Уход со сцены матери и сына.
Еще несколько мгновений я сидела с открытым ртом.
Пока официантка не принесла мне счет.
— 45 евро 90? За что?!
— Два горячих шоколада, кусок сырного торта, кусок лимонного и бутылка «Хайдзик».
Так что вот. Пришлось мне расплачиваться за талант с прямым пробором и его страдающую от жажды мать.
9
ЗИГГИ
«Уважаемая фрау, мои комплименты, Вы выбрали привлекательный стиль в Вашем объявлении.
Позвольте отбить два такта о себе: моя жизнь протекает большей частью в Тоскане, где рядом с моим маленьким виноградником я предаюсь живописи. В Штутгарте я появляюсь только ради вернисажей и, надеюсь, ради скорой встречи с Вами.

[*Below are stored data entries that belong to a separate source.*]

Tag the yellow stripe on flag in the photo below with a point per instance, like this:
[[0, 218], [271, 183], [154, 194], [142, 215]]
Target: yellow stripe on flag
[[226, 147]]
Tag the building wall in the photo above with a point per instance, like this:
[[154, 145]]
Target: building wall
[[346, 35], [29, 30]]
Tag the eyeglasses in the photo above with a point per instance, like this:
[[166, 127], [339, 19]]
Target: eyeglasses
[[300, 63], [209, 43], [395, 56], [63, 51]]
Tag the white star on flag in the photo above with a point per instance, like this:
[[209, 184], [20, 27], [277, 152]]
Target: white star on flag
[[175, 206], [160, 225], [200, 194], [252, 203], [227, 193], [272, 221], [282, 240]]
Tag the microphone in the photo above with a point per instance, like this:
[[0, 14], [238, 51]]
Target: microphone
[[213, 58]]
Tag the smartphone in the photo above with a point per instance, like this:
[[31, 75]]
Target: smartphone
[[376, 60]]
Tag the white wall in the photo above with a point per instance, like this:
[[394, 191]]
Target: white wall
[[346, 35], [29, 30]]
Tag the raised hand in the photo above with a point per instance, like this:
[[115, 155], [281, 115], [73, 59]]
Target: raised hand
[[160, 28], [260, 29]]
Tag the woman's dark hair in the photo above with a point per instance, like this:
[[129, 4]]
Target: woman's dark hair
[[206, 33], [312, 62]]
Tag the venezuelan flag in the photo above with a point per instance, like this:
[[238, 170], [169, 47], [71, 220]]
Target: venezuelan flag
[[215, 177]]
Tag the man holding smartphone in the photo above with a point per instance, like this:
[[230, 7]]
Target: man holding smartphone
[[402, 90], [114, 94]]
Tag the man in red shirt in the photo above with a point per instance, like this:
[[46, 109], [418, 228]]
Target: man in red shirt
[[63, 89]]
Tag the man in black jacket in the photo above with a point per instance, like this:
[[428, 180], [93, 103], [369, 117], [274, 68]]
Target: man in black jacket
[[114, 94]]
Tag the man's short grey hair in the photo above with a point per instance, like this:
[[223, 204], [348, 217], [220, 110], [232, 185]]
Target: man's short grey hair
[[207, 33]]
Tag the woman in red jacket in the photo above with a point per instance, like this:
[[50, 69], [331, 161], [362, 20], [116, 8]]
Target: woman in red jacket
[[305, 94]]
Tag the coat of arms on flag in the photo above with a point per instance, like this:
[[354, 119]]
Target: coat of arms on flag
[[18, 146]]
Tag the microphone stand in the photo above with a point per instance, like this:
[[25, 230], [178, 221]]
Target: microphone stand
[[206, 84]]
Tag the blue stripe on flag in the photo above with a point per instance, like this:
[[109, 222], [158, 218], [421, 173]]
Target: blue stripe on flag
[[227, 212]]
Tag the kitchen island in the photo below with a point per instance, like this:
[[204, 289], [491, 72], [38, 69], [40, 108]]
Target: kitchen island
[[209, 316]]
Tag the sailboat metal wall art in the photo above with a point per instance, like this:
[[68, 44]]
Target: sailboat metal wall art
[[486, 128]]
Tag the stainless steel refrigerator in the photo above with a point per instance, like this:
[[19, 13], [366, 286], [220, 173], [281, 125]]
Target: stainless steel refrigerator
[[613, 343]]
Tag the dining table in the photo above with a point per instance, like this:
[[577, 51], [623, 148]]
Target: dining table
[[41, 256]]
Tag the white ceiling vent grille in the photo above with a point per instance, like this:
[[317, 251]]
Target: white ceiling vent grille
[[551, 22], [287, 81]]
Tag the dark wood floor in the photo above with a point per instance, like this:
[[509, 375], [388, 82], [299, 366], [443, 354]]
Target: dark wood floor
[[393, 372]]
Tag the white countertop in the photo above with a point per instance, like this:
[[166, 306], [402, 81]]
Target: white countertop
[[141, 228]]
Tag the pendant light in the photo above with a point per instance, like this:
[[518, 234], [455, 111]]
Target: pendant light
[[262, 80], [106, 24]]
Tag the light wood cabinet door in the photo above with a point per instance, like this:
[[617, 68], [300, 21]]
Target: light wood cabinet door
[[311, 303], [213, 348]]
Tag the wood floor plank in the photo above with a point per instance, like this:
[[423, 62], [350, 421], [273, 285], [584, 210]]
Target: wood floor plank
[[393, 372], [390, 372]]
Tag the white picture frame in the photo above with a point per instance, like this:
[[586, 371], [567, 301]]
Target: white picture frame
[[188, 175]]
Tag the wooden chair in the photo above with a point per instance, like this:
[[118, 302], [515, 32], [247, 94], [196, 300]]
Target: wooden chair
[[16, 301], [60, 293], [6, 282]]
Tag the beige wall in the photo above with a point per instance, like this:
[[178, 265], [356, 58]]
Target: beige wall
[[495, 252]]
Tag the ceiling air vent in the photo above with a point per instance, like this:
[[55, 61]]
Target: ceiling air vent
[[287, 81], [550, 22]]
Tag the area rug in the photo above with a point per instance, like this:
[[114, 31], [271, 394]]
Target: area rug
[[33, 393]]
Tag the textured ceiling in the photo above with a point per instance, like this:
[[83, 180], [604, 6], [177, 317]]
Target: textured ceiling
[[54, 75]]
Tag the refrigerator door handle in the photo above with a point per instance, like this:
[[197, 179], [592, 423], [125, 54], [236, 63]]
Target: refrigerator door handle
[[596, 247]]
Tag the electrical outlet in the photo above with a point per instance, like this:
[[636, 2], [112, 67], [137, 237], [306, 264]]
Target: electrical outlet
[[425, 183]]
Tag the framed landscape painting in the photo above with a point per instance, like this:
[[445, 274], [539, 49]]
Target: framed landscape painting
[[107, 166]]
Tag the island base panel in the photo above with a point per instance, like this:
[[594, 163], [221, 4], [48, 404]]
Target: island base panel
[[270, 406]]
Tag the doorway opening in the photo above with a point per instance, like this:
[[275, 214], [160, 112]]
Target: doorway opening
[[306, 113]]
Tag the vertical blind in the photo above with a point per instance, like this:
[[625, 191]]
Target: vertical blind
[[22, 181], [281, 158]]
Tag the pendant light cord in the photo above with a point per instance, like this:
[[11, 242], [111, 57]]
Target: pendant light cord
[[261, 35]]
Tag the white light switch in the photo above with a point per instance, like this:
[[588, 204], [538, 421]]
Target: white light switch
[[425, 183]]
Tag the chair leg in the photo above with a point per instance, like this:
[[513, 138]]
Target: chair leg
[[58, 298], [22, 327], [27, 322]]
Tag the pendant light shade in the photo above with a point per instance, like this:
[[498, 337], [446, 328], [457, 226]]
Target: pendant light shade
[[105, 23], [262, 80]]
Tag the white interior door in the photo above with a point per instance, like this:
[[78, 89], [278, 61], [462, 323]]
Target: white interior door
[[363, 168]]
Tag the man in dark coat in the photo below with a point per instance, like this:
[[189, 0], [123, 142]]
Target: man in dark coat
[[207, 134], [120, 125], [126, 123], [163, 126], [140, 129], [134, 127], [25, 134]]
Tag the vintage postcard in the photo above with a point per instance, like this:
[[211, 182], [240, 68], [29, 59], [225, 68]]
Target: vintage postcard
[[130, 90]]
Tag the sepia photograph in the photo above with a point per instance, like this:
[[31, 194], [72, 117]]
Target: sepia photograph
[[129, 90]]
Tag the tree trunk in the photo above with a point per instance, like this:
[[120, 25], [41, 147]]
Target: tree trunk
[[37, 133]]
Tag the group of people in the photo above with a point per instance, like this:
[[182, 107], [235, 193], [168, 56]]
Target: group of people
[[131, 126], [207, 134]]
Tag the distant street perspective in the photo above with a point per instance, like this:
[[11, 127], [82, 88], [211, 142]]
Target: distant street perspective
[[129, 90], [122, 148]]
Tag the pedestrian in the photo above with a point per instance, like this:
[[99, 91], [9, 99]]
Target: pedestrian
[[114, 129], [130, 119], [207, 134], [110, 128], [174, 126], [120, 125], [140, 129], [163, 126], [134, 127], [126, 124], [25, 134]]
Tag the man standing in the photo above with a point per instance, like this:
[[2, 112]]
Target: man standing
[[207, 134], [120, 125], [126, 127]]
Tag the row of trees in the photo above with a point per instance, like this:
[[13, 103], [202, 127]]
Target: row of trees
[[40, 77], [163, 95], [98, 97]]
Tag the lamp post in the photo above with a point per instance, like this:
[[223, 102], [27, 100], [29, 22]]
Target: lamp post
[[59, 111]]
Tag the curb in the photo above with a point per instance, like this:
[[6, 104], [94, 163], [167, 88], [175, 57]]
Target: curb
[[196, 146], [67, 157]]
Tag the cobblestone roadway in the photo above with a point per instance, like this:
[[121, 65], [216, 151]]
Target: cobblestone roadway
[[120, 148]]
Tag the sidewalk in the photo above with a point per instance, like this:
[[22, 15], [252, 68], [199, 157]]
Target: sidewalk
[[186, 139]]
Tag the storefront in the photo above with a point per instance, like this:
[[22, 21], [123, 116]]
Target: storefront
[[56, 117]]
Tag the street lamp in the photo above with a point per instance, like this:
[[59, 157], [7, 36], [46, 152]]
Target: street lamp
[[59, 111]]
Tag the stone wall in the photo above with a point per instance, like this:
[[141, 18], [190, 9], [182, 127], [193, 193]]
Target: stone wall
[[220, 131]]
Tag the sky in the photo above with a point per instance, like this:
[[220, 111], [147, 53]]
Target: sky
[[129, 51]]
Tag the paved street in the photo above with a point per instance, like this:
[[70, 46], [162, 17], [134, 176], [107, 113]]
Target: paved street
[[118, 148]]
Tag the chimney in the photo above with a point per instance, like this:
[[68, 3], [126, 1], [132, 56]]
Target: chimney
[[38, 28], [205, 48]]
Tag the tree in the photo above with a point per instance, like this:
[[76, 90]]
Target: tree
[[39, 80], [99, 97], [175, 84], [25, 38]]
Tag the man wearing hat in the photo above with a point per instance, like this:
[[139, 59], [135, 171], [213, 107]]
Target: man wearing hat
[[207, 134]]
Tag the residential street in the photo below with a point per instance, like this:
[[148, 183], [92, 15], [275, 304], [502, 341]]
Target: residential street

Позвоните мне, и отдадимся совместному наслаждению дурманом чувств».
Наконец-то хоть один сподобился приложить свое изображение, хоть в собственном художественном исполнении! Два серых глазных яблока плавают в зеленой кляксе, покоящейся на двух мускулистых ушных раковинах. Если парень и впрямь так выглядит, его место в кунсткамере. А поскольку зеленая клякса не давала и намека на существование конечностей, я задалась вопросом: чем же парень живописал себя — ушами?
Был вечер субботы. Где-то около восьми. Как раз давали «Спорим, что…». Мои попугайчики уже спали, лишь тропическая рыба снова расплющила свою морду об аквариумное стекло. Если и дальше так пойдет, то она грозит мутировать в какую-нибудь тупорылую.
Я мысленно приложила карикатурное приключение сегодняшнего дня. Рональд определенно не мог быть шантажистом — этого ему никогда не позволили бы ни его мамочка, ни ее лечебные чулки.
Передо мной лежало письмо следующего претендента. Его звали Зигги. Я невольно потянулась к телефону.
— Да нет, это никуда не годится! — ответил мне высокий гнусавый голос, еще до того как я заявила о себе, не говоря уж о том, чтобы изложить свои притязания.
— Не хочу, конечно, мешать, но ты ответил на мое объявление…
— Объявление? Какое, к черту, объявление?!
Я закатила глаза. Понятно, уж эти мне художественные натуры! Но с другой стороны… разве художники не те самые вампиры, которые кормятся реальными страданиями других, чтобы творить возвышенные произведения искусства? Идеальный кандидат на шантаж! Так что я справилась со своим порывом просто положить трубку.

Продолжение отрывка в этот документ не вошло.